Hehn was born in Odenpa, Livonia, to pastor Bernhard Gottlieb Hoehn (1776-1856) and his wife Caroline Körber (1785-1878). He went to the Dorpat Gymnasium (1833-1838) and then to the University where he received a candidate's degree with a dissertation Ueber den Reichtum des Bodens. He then taught at Pskov before returning to Dorpat and studying agricultural sciences. In 1849 he became a teacher at the Dorpat Veterinary School and in 1858 he received a master's degree with a dissertation Die Intensität der livländischen Landwirtschaft. He managed an estate in Pskov where he introduced land ownership by peasants. In 1860 he took a position as secretary of the Livonia public benefit and economic society and worked there for 8 years.

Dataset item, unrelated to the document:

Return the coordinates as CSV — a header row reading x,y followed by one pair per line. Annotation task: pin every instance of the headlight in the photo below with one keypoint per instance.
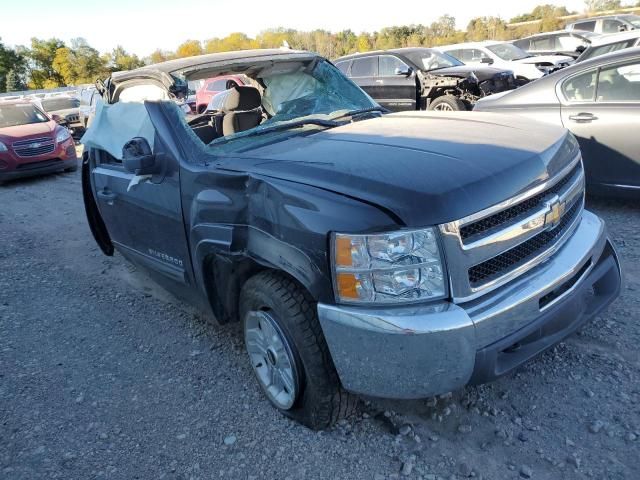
x,y
63,135
390,268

During this period he edited the society's periodical Baltische Wochenschrift für Landwirtschaft, Gewerbefleiß und Handel and organized the first all-Baltic agricultural fair in 1865. An agricultural school (now Riga Technical University) was created in 1862 and in 1867-68 and Hehn was appointed the first professor of agriculture. He became a full professor of agricultural technology in 1873 and taught courses in soil science, plant sciences, economics, cattle breeding and the history of agriculture. In 1874 he began to write a dissertation on Der Einfluss des Klimas auf die Baltische Landwirtschaft but did not complete it as he died from tuberculosis.